Once again, a pundit explains the Fed's lack of balls. As if, raising interest rates is somehow a good and macho thing to do. It ain't. On a similar vein (I'll explain in due course), is a semi-review of Klosterman's latest Right Wing jeremiad.
To explain why interest rates are low, one need only look at the amount of moolah sitting in corporate coffers. A difficult number to track, since it isn't gathered de jure, but it's well into the multiple trillions of $$$. And, while the Fed stopped its QE exercise a long time ago, the ECB and BoJ and BoE are all easing. The problem, asserted in these endeavors many times, is that monetary policy/actions is pushing a string from the point of view of economic growth. Or, as in old western movies, "you can lead a horse to water, but you can't make him drink". Why aren't the corporations, the "job creators", going hog wild building new plant and equipment? With money so cheap, the thought goes, the CxO crowd would realize that opportunity is knocking on the door, and seize the day. Hasn't happened.
Well, this is where Klosterman comes in. His book, according to the reviews, argues that human knowledge has always been wrong in the past, so it must be wrong now. Klosterman doesn't know his ass from an asymptote. New knowledge replaces old myth, nothing more. Comets don't really cause droughts, fur instance. As we've gathered more knowledge, fewer myths offer explanation. Well, except to Right Wingnuts, who only believe myths. And, of course, Einstein didn't "replace" or "prove wrong" Newton. Einstein, et al, worry about the atomic world, while Newton worried about the macro world. It was Newton, not Einstein, that got us to the moon and Mars and such. Except providing the abstract tools (and that wasn't Einstein, but Rutherford who provided the concrete ones) for building the A-bomb.

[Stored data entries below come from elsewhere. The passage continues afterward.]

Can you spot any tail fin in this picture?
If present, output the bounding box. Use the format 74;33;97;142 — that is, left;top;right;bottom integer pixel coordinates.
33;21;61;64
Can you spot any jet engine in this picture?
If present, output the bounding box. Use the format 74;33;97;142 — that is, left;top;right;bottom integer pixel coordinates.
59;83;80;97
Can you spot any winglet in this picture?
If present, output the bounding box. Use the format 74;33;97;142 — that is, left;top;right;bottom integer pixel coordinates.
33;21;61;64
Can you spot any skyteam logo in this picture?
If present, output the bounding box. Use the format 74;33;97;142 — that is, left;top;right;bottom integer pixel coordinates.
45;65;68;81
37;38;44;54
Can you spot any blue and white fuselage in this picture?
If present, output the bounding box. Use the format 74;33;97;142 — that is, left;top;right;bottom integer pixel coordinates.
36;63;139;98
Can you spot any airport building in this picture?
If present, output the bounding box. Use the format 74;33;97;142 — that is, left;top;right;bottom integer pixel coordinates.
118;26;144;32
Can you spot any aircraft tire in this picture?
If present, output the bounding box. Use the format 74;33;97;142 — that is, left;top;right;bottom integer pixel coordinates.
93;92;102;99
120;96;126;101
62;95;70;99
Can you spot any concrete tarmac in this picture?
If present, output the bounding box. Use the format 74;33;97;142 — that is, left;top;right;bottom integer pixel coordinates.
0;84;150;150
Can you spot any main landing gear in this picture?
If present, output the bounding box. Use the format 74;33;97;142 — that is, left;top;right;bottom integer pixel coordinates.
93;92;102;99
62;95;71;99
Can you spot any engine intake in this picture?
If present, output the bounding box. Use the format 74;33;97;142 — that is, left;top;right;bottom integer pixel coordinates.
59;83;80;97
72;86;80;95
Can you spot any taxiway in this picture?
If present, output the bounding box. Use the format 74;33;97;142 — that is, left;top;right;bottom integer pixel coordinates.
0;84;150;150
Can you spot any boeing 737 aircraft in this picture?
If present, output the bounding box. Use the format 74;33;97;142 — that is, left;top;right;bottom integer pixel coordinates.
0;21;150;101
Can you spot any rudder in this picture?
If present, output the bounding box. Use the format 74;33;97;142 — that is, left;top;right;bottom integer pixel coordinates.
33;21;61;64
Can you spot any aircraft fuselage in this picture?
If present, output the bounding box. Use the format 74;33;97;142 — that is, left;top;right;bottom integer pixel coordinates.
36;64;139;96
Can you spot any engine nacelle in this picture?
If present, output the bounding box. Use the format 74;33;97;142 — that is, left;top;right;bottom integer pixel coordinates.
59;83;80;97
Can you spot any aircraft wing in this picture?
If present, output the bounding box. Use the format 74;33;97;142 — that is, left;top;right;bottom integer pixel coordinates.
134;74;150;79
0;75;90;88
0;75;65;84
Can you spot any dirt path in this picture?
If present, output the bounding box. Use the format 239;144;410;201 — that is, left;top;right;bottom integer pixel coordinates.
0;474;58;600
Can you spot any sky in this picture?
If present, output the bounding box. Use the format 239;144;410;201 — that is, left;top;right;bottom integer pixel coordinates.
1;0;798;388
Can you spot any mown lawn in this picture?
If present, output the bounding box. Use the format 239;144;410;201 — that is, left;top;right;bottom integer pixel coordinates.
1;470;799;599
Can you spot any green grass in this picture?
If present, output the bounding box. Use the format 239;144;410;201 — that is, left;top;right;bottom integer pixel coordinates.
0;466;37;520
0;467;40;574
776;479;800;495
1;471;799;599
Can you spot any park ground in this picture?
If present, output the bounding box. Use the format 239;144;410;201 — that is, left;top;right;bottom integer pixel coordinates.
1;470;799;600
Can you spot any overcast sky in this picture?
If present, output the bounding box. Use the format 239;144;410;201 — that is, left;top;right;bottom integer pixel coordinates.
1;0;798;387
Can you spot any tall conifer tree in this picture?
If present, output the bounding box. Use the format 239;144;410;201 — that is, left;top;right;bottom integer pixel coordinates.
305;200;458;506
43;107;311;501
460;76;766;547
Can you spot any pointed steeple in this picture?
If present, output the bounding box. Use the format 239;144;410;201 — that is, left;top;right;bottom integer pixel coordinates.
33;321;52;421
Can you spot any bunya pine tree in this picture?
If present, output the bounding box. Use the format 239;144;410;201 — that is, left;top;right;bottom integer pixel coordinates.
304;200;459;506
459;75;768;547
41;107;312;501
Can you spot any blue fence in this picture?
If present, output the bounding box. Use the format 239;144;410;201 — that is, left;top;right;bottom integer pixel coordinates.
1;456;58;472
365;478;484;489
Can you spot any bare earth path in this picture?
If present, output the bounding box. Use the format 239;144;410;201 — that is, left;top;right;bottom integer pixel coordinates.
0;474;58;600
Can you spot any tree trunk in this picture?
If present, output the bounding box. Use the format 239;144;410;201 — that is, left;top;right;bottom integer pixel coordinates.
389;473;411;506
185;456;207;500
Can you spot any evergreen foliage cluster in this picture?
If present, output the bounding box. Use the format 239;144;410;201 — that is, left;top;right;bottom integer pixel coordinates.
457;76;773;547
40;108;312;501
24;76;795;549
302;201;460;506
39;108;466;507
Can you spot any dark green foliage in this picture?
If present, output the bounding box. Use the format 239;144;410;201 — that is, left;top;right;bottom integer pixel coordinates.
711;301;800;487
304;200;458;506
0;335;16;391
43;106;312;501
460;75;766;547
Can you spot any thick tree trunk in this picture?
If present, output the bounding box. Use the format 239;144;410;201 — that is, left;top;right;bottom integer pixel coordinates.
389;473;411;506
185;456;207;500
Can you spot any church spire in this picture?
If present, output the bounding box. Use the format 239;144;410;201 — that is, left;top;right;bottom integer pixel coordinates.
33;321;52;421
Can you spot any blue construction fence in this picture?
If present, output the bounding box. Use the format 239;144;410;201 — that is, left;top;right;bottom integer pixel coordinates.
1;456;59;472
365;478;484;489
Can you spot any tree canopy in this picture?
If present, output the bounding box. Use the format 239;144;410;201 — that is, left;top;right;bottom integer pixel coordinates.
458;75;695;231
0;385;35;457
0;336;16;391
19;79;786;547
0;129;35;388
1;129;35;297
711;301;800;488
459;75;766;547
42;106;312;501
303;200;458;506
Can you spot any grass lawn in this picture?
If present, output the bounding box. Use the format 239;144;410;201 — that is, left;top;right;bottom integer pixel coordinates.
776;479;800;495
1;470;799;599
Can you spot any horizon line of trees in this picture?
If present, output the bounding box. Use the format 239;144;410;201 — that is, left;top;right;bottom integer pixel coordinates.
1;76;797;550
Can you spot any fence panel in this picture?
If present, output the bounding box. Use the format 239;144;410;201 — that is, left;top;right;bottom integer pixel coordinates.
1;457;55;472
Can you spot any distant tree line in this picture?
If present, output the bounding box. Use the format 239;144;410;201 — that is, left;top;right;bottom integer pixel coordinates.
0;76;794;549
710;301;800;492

So, we see interest rates in the real world not budging, and knowledge by some accounts going obsolete. Why are interest rates refusing to rise? It's Econ 101, children. There's more moolah sitting idle than is demanded by business to build out new plant and equipment. And the reason for that is we're on that pesky asymptote of knowledge where there just isn't a steamboat or internal combustion engine or transistor or ... to soak up moolah for investment. The semiconductor vector is about spent; on two fronts. First, node size is approaching the limit of reliability at the minimum number of electrons needed for deterministic execution. No, quantum computing is another cold fusion. And second, battery tech hasn't provided much increase over the last century. We've already exploited the lightest element we know we can control; that is, without burning or blowing up. Smaller nodes mean, to some point, lower power usage (offset by extra power needed to control leakage and such). We're near the stage where smaller doesn't mean lower total power. Until some chemist figures out a battery with at least 2 times current energy density, that part of the equation won't change. Again, that pesky asymptote.
Raising interest rates by fiat, that is, absent increase in real demand for investment, is simply the Damn Gummint passing taxpayer moolah to the 1% in order to satisfy their demand for idle income. That would be the end of western civilization.
"A man's got to know his limitations."